The European Aeronautic Defence and Space Company (EADS) has been selected as the preferred bidder for the Royal Australian Air Force’s fleet of new air-to-air refuelling aircraft.

The European Aeronautic Defence and Space Company (EADS) has been selected as the preferred bidder for the Royal Australian Air Force’s (RAAF) fleet of five new air-to-air refuelling aircraft.

Australia’s Defence Minister Robert Hill said the government had selected the EADS A330 Multi-Role Tanker Transport Aircraft to replace the RAAF’s Boeing 707 aircraft in a project worth approximately $2 billion.

“The five new aircraft will be capable of refuelling F/A-18, F-111, Airborne Early Warning and Control and Joint Strike Fighter aircraft,” Senator Hill said.

“They will also have a significant strategic air lift capacity when not engaged in aerial refuelling tasks, including the ability to carry 293 passengers and a significant amount of cargo.”

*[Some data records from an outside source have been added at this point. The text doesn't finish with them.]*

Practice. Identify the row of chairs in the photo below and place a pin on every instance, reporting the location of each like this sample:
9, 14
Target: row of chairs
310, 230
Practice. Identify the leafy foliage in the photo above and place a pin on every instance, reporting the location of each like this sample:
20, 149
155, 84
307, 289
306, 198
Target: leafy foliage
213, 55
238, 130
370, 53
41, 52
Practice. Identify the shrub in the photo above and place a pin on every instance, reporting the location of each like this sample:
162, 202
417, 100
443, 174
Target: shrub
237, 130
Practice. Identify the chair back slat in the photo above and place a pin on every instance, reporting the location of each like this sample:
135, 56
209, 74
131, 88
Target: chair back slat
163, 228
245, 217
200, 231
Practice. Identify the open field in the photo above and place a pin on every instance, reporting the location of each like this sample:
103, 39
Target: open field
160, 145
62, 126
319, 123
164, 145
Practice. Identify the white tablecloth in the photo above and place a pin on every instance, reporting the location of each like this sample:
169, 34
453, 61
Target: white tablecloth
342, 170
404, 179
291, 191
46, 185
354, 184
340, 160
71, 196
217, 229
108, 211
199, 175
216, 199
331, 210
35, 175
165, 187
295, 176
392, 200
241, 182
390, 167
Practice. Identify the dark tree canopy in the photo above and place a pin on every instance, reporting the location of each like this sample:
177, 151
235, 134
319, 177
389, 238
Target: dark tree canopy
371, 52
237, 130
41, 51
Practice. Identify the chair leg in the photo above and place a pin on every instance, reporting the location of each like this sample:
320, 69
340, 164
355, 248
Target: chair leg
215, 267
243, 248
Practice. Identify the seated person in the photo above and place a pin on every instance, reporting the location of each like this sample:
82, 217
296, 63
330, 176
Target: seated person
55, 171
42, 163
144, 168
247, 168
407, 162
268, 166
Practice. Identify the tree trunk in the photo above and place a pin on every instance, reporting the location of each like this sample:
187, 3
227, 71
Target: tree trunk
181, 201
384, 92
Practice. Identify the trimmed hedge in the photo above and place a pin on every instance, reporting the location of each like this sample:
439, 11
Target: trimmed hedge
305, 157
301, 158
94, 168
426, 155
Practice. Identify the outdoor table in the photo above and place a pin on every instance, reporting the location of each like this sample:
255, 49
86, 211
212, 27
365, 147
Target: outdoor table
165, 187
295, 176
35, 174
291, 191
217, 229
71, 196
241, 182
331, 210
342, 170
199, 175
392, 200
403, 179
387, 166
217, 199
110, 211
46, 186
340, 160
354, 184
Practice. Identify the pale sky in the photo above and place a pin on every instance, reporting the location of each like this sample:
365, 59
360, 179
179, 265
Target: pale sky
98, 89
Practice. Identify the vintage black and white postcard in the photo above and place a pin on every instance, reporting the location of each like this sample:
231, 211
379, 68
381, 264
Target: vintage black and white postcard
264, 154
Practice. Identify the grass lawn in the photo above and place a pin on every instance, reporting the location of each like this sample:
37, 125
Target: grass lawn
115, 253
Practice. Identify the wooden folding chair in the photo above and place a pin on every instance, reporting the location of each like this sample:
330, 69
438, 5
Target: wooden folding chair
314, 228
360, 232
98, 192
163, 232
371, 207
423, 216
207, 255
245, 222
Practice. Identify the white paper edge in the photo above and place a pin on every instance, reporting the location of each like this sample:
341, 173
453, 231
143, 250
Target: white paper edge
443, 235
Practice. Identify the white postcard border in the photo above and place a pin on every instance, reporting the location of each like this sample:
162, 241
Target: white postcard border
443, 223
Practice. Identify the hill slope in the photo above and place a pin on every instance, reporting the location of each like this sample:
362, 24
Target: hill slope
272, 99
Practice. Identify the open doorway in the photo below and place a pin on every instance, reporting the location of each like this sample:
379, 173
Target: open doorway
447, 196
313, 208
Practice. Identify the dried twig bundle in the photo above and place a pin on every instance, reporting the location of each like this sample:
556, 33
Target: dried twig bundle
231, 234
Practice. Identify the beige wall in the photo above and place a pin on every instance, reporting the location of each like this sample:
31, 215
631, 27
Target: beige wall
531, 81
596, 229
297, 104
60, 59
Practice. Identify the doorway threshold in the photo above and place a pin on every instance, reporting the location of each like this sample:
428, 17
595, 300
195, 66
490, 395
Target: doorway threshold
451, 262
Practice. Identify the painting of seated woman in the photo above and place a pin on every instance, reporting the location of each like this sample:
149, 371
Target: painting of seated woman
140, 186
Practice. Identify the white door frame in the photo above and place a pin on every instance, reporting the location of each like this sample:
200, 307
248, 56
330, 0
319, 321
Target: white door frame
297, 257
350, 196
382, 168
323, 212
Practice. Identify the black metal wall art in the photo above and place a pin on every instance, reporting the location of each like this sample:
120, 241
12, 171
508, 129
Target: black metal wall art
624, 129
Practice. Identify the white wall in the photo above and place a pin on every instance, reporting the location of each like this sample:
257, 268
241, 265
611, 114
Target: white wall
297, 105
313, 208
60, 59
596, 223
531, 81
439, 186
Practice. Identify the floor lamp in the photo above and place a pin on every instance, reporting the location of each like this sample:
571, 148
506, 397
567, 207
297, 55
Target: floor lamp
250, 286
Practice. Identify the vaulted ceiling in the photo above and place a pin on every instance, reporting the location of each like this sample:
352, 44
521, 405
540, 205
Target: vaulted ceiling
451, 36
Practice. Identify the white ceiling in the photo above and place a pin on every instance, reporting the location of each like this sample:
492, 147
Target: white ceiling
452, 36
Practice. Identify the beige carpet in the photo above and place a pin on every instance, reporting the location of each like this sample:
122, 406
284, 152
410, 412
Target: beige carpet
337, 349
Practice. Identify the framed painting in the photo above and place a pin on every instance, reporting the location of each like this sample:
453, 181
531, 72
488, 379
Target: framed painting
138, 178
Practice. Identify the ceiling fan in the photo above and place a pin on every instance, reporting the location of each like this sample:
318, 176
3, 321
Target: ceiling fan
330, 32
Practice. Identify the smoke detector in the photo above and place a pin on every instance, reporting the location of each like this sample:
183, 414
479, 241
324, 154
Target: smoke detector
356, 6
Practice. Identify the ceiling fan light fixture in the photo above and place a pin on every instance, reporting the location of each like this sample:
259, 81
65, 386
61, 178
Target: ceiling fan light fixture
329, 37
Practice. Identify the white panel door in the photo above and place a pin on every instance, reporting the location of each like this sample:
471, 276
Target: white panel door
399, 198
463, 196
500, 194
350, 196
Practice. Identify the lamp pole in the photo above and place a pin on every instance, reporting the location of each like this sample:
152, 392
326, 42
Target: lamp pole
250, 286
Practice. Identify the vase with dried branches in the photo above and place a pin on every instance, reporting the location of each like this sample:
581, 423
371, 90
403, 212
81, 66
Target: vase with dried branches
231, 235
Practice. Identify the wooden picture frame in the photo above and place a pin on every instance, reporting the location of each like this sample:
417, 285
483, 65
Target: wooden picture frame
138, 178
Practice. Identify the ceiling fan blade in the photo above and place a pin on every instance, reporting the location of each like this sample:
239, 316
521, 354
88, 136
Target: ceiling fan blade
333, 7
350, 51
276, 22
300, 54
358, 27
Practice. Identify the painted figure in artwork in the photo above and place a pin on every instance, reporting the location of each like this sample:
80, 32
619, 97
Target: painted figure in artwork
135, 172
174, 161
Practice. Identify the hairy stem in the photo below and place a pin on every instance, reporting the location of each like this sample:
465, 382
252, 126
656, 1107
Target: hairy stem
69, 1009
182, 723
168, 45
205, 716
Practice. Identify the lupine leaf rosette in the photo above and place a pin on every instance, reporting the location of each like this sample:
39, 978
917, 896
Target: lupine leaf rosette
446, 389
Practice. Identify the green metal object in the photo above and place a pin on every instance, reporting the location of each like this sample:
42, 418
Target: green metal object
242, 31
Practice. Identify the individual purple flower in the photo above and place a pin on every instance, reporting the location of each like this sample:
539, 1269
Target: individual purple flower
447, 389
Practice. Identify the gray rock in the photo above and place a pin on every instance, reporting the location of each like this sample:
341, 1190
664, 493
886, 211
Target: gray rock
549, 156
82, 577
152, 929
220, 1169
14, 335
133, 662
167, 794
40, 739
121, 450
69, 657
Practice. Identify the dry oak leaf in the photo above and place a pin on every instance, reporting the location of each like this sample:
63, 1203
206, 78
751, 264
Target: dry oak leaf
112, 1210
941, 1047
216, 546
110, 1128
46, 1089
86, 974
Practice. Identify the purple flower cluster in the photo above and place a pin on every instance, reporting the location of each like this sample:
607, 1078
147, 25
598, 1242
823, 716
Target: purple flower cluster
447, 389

The A330 MRTT is derived from the Airbus A330 and will be equipped with flying boom air-to-air refuelling technology (ARBS) currently under development by EADS. Delivery of the first aircraft is scheduled for 2007.

The basic aircraft will be constructed in Europe, with four of the five having refuelling modifications installed and integrated by Qantas in Brisbane. Qantas Defence Services will also conduct through life support of the aircraft in Australia.

“With our A330 MRTT we have succeeded twice after tough competition in only three months,” commented EADS CEOs Philippe Camus and Rainer Hertrich.

“The decisions by the RAF in Britain and the Australian Defence Forces in favour of our proposal are a clear proof that the A330 MRTT is the ideal platform for next generation tanker aircraft with both a flying boom and hose and drogue air refuelling technology,” they added.